11 Başkalarını da sadece inanmak istediklerine inanmak köreltiyor. Bazı kişilerin, Tanrı’nın toplumuyla ve İsa’nın hazır bulunuşuyla ilgili duyurdukları mesajla alay edeceği önceden bildirilmişti. Elçi Petrus onların “şu gerçeği,” yani Nuh’un zamanındaki dünyaya Tanrı’nın bir tufan getireceğini ‘bile bile göz ardı ettiklerini’ yazdı (2. Petrus 3:3-6). Benzer şekilde, İsa’nın takipçisi olduğunu iddia eden birçok kişi de Yehova’nın merhamet ve lütufla davrandığını ve bağışladığını kabul etmekle birlikte, O’nun suçluyu suçsuz çıkarmadığı gerçeğini bilmezlikten geliyor ya da kabul etmiyor (Çıkış 34:6, 7). Oysa, İsa’nın gerçek takipçileri Mukaddes Kitabın gerçekten ne öğrettiğini anlamaya dikkat ediyorlar.
12. Gelenekler insanları nasıl köreltmişti?

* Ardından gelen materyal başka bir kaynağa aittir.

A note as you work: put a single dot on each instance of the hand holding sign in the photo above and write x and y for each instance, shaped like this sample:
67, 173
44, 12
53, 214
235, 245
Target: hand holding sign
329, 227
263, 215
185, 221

12 Kiliseye giden birçok kişiyi gelenekler köreltiyor. İsa, kendi zamanındaki dinsel liderlere “Kendi geleneğiniz uğruna Tanrı’nın sözünü geçersiz kılıyorsunuz” demişti (Matta 15:6). Babil’deki sürgünden döndükten sonra Yahudiler pak tapınmayı gayretle yeniden kurdular; ancak kâhinler gururlandılar ve kendilerini herkesten daha adil gördüler. Tanrı’ya gerçek bir saygı göstermeyen dinsel bayramlar, formalite haline geldi (Malaki 1:6-8). İsa’nın zamanında yazıcılar ve Ferisiler Musa Kanununa sayısız gelenek eklediler. İsa onların ikiyüzlü kişiler olduğunu gösterdi; çünkü Kanunun dayandığı adil ilkeleri artık fark etmiyorlardı (Matta 23:23, 24). İsa’nın gerçek takipçileri insan icadı dinsel geleneklerin kendilerini pak tapınmadan saptırmasına izin vermemeliler.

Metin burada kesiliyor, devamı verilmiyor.